Which way? Metals

Discussion in 'Commodity Futures' started by themickey, Dec 10, 2020.

  1. Overnight

    Overnight

    Interesting how they (the country) establish their safety protocols. I don't know the zoom of that lens, but the videographers are sitting right next to an airport with commercial jets. You can hear it in the background. So what if the whole damned place blew up? Blown-up jets too? (Well, not really, but it's the point of having a hazardous mining operation so close to a commercial airport).

    Mickey, let's face it...It's sabotage!



    Time to buy copper futures?
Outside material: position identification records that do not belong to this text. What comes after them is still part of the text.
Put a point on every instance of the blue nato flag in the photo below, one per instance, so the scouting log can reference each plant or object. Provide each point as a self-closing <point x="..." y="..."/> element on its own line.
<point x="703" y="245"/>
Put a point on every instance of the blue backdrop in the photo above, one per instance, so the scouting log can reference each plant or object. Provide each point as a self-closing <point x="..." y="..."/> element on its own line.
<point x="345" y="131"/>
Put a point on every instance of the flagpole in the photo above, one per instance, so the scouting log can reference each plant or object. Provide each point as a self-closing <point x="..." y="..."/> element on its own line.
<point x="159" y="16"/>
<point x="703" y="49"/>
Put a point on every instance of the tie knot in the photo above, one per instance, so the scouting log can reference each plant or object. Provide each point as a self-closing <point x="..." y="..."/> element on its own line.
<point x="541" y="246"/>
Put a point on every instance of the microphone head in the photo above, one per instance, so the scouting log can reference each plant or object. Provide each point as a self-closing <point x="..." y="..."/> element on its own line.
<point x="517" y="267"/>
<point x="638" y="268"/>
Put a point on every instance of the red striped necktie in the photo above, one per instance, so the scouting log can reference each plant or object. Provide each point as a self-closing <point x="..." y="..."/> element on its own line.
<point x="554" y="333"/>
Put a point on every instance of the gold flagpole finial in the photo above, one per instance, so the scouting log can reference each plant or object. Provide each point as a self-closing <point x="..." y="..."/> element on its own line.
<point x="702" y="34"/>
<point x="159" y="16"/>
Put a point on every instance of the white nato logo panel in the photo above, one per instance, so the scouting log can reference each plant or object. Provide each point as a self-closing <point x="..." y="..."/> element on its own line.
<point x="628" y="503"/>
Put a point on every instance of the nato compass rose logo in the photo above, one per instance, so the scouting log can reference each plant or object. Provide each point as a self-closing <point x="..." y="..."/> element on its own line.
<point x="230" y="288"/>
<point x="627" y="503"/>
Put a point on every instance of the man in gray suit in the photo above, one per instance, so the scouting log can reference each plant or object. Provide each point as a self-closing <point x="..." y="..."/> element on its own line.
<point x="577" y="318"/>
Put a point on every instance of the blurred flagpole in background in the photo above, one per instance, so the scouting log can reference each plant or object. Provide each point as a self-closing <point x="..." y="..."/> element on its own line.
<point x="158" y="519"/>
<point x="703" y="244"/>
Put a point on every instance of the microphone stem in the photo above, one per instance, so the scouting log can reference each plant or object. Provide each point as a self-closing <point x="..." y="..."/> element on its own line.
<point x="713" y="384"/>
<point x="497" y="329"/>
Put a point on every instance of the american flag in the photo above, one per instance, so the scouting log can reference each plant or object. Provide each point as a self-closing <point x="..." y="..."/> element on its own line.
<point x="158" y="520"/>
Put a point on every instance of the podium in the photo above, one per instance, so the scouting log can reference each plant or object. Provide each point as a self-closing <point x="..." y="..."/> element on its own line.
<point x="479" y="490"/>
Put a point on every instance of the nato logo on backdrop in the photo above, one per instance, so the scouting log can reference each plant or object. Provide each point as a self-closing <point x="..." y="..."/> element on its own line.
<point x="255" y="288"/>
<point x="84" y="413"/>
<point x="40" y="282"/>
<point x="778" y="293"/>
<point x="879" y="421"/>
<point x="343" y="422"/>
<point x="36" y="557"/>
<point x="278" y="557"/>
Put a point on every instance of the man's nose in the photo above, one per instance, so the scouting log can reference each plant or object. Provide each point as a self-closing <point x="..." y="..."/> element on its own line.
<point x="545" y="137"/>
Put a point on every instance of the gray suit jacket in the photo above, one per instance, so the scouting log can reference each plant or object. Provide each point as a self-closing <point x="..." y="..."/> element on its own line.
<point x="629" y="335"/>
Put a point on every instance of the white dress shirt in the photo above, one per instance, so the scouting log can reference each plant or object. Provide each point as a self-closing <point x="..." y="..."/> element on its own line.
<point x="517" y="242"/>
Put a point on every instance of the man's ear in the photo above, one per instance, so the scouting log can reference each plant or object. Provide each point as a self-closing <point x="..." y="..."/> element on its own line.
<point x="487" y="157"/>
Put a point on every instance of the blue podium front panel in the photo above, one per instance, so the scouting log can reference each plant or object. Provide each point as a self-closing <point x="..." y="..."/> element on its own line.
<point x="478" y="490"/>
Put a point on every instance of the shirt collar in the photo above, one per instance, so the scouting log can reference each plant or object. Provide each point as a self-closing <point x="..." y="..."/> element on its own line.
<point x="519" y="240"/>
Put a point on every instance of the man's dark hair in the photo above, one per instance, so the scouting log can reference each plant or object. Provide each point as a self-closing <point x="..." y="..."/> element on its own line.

Woooooooo!
     
    #161     Oct 6, 2021
    themickey likes this.
  2. themickey

    themickey

    Industrial metals blast off as energy crisis drags down supply
    MINING.COM Staff Writer | October 15, 2021
    https://www.mining.com/industrial-metals-blasting-off-with-energy-crisis-dragging-down-supply/
    [​IMG]
    Credit: Nyrstar

    The world’s most crucial metals continued to surge higher on Friday, with zinc recording the biggest daily gain in six years after hitting a 14-year high Wednesday and aluminum holding near a 13-year high, as energy shortages continue to disrupt the global supply chain.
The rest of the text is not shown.